I did try to debug this by visiting the logger settings in Glassfish admin, then under the Log Levels tab, setting everything with JSF in it to finest! This did display an error when trying to load the resource:-
[#|2011-02-11T17:21:13.331+0000|FINE|glassfish3.0.1|javax.enterprise.resource.webcontainer.jsf.application|_ThreadID=31;_ThreadName=Thread-1;
ClassName=com.sun.faces.application.resource.ResourceHandlerImpl;MethodName=logMissingResource;
|JSF1064: Unable to find or serve resource, /SSBreadcrumb/resources/uk.co.salientsoft/util/SSBreadcrumb.css.|#]

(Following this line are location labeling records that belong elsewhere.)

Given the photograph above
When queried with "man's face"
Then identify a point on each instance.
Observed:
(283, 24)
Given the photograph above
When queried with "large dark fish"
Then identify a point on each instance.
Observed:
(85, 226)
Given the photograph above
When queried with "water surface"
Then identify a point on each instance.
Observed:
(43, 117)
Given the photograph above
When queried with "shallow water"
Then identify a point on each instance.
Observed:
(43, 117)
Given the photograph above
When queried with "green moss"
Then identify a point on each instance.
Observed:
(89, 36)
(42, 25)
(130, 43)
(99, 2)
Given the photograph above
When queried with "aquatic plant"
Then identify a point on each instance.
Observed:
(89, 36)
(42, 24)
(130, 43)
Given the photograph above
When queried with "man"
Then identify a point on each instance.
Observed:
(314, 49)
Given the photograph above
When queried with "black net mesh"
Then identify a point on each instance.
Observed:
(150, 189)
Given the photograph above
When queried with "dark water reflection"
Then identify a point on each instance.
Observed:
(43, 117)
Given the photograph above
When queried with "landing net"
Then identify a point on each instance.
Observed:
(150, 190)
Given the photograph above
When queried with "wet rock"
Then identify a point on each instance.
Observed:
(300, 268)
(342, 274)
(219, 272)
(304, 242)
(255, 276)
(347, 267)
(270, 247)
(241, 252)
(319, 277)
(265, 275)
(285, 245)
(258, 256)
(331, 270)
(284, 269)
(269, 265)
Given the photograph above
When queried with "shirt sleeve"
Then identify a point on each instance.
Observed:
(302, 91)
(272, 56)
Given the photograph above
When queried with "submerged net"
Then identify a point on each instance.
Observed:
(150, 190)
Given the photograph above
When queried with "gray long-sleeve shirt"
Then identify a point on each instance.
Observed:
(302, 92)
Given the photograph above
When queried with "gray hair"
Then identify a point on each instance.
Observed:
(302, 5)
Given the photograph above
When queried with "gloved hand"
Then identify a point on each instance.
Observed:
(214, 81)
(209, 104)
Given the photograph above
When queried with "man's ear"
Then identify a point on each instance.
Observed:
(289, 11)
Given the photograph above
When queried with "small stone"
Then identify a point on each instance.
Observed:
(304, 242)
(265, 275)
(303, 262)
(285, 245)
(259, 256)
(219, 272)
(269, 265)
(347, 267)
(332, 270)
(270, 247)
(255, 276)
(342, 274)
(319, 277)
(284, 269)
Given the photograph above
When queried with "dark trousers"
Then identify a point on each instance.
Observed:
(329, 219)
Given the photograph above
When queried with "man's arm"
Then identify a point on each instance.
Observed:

However the error was not particularly informative as it just spat back to me the path I gave it to load. It would have been nice for it to tell me how it was mapping the path as then I could have seen the problem more easily.
Note however that using this page in Glassfish is a very convenient way to turn on logging in Glassfish, as it lists the common logger paths for you and gives a combo to select the level for each. You don’t have to go googling for the logger paths and edit a log properties file yourself. Note also that when you do this you must restart Glassfish for the log level changes to actually take effect.